AI vs Human PDF Extraction: Building a 2.5 Million Row University Database

The Brief: A Century of University Graduation Records

A prominent US research institute — one you would recognise — came to us with an ambitious data project. They needed a comprehensive, structured database of student graduation records spanning 100 years across 50 US universities. The end goal was a clean, consistent, queryable dataset of 2.5 million rows covering a century of academic history.

The source material was university yearbooks — scanned PDFs spanning from the early 1900s through to the present day. The project timeline was six months. The team would be 30 contracted staff plus project management and technical oversight. This was not a small job.

The Source Material: Why This Was Hard

Anyone who has looked at a university yearbook from 1923 knows immediately why automated extraction was going to be a challenge. The documents were scanned PDFs of physical yearbooks spanning an entire century of printing technology, design conventions, and photographic reproduction quality.

The challenges stacked up quickly. Print quality varied enormously — early yearbooks were often printed with very small type, and scans of already-aged physical books produced image quality that made text recognition genuinely difficult even for a human reading carefully. Formatting had zero consistency — not just between universities and decades, but sometimes between different sections of the same yearbook. Layouts changed every year at every institution, with no standard structure for how graduation records were presented. Some yearbooks listed students in columns, some in paragraphs, some with photographs and captions, some without. Names, degrees, hometowns, honours — the fields that existed and how they were laid out changed constantly across 50 institutions and 100 years.

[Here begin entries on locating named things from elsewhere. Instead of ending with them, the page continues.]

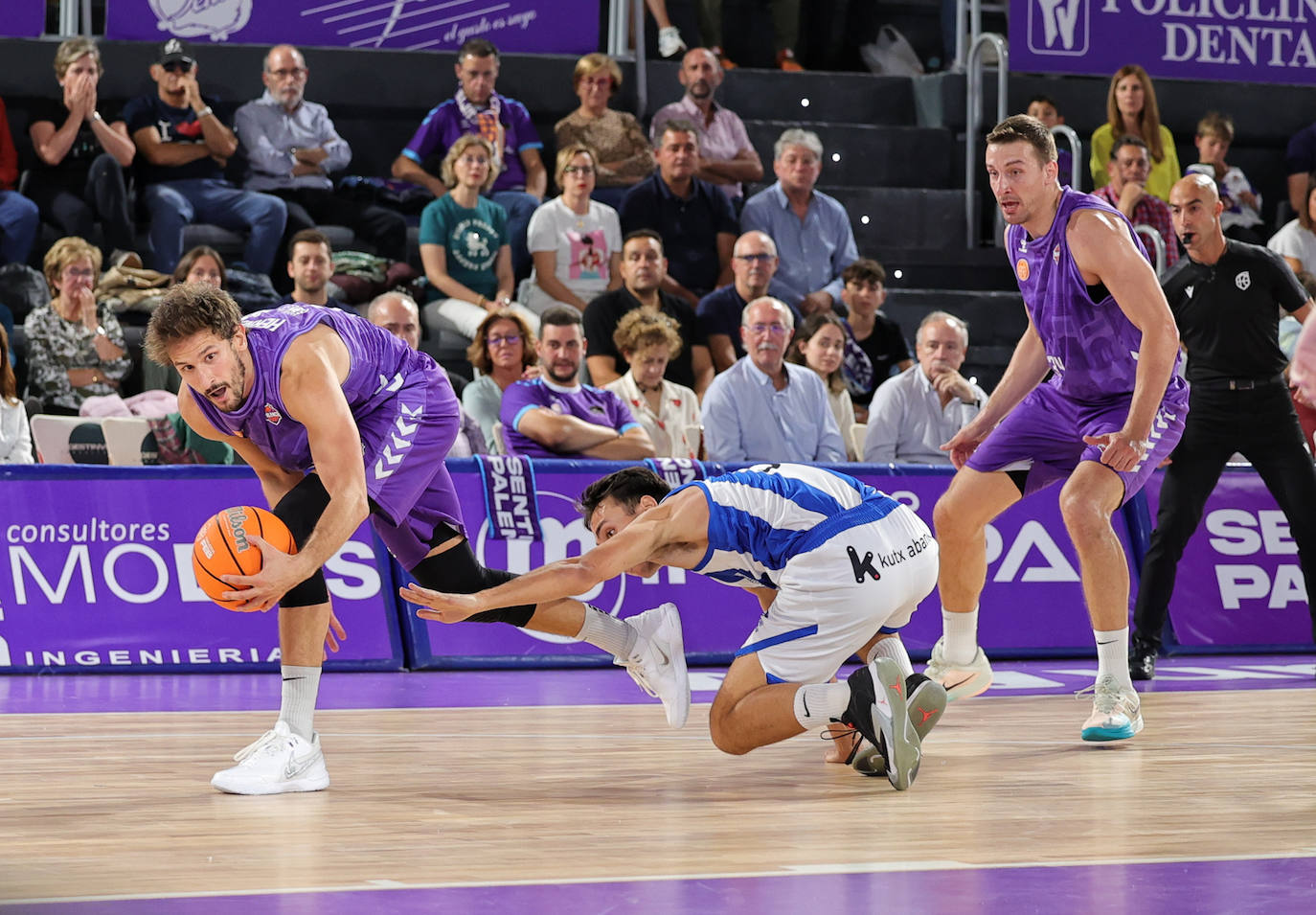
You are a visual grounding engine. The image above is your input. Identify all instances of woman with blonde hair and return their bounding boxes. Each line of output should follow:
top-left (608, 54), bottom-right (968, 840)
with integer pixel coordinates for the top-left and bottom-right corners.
top-left (420, 134), bottom-right (539, 338)
top-left (24, 38), bottom-right (137, 254)
top-left (553, 53), bottom-right (655, 207)
top-left (22, 239), bottom-right (133, 416)
top-left (1088, 63), bottom-right (1183, 201)
top-left (1266, 176), bottom-right (1316, 274)
top-left (173, 245), bottom-right (229, 289)
top-left (785, 310), bottom-right (859, 461)
top-left (604, 309), bottom-right (700, 458)
top-left (522, 144), bottom-right (622, 314)
top-left (462, 309), bottom-right (539, 451)
top-left (0, 325), bottom-right (33, 464)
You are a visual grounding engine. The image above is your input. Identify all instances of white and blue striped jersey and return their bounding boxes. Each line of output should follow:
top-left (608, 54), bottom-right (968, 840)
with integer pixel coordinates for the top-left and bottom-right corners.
top-left (673, 464), bottom-right (900, 588)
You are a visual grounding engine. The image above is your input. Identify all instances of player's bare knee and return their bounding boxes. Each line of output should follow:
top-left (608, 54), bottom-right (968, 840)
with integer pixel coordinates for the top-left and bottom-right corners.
top-left (708, 715), bottom-right (754, 756)
top-left (1059, 492), bottom-right (1112, 545)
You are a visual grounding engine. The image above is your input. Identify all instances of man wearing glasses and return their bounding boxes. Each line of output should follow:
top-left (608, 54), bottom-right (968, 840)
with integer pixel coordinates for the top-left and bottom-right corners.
top-left (124, 38), bottom-right (288, 274)
top-left (863, 310), bottom-right (987, 466)
top-left (703, 296), bottom-right (845, 464)
top-left (235, 45), bottom-right (407, 261)
top-left (617, 120), bottom-right (737, 309)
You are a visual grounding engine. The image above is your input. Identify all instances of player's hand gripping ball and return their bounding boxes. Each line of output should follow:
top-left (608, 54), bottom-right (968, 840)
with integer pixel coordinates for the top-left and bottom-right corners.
top-left (193, 506), bottom-right (298, 609)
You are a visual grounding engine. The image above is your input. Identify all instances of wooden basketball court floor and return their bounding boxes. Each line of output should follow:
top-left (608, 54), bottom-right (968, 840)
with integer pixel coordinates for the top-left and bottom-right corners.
top-left (0, 655), bottom-right (1316, 914)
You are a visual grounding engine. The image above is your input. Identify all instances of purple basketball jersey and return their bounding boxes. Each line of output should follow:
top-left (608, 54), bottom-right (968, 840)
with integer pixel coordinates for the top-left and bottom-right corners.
top-left (193, 304), bottom-right (462, 569)
top-left (1006, 187), bottom-right (1183, 402)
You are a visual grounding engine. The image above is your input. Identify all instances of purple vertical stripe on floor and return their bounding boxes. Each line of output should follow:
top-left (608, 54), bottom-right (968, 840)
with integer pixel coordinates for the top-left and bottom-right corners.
top-left (0, 654), bottom-right (1316, 714)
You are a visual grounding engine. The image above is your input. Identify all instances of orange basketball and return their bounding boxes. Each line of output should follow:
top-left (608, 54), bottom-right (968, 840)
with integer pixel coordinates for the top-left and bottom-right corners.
top-left (193, 506), bottom-right (298, 609)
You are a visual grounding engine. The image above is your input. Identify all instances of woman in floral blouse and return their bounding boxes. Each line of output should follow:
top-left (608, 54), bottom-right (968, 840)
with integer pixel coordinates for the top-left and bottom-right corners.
top-left (604, 309), bottom-right (701, 458)
top-left (24, 236), bottom-right (133, 415)
top-left (553, 54), bottom-right (657, 208)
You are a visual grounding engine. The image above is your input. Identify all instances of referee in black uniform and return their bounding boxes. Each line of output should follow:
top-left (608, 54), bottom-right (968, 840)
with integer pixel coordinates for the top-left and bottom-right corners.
top-left (1129, 175), bottom-right (1316, 679)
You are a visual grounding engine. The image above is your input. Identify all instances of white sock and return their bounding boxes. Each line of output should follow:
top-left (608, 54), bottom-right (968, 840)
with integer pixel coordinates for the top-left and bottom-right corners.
top-left (279, 664), bottom-right (320, 740)
top-left (577, 605), bottom-right (640, 661)
top-left (795, 680), bottom-right (851, 729)
top-left (865, 636), bottom-right (914, 676)
top-left (1092, 627), bottom-right (1133, 690)
top-left (941, 606), bottom-right (978, 664)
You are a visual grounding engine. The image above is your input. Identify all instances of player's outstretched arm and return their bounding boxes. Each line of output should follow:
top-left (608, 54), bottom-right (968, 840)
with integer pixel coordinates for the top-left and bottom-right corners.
top-left (1067, 209), bottom-right (1179, 470)
top-left (397, 504), bottom-right (678, 623)
top-left (225, 328), bottom-right (370, 609)
top-left (947, 319), bottom-right (1049, 470)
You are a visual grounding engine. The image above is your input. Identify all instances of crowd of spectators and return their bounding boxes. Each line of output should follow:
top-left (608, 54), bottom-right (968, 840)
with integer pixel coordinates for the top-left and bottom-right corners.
top-left (0, 37), bottom-right (1316, 479)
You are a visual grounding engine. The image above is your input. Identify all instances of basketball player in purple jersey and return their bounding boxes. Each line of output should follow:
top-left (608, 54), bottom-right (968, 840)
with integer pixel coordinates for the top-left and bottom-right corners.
top-left (147, 283), bottom-right (690, 794)
top-left (926, 115), bottom-right (1189, 740)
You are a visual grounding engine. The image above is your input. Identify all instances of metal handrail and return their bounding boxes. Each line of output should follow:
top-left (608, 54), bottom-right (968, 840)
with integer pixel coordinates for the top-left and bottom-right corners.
top-left (950, 0), bottom-right (1010, 73)
top-left (1133, 222), bottom-right (1165, 278)
top-left (608, 0), bottom-right (648, 119)
top-left (964, 32), bottom-right (1010, 247)
top-left (1052, 124), bottom-right (1083, 191)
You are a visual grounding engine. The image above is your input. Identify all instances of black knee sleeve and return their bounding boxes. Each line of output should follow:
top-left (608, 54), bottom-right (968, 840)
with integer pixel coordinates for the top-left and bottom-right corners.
top-left (411, 532), bottom-right (534, 627)
top-left (274, 474), bottom-right (329, 606)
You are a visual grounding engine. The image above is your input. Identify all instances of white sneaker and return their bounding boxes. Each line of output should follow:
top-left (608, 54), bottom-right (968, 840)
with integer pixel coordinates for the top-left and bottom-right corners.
top-left (922, 636), bottom-right (991, 701)
top-left (613, 603), bottom-right (690, 728)
top-left (1077, 675), bottom-right (1143, 742)
top-left (211, 721), bottom-right (329, 794)
top-left (658, 25), bottom-right (686, 57)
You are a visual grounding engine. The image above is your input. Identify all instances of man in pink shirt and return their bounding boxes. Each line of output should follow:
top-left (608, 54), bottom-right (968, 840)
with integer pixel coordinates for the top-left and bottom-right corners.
top-left (650, 47), bottom-right (763, 201)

There was no template that worked. There was no pattern that held across the dataset. Every document was, in some meaningful sense, its own unique problem.

AI vs Humans: The Honest Result

Before committing to a fully human-led extraction approach, AI extraction was tested thoroughly on representative samples from across the document set. The conclusion was unambiguous: AI 0, Humans 1.

The core problem was that every current AI extraction approach relies on pattern recognition. It learns from examples, identifies structure, and applies that structure to new documents. That works well when there is consistent structure to learn from. When there isn't — when every document is genuinely different — pattern recognition has nothing reliable to work with.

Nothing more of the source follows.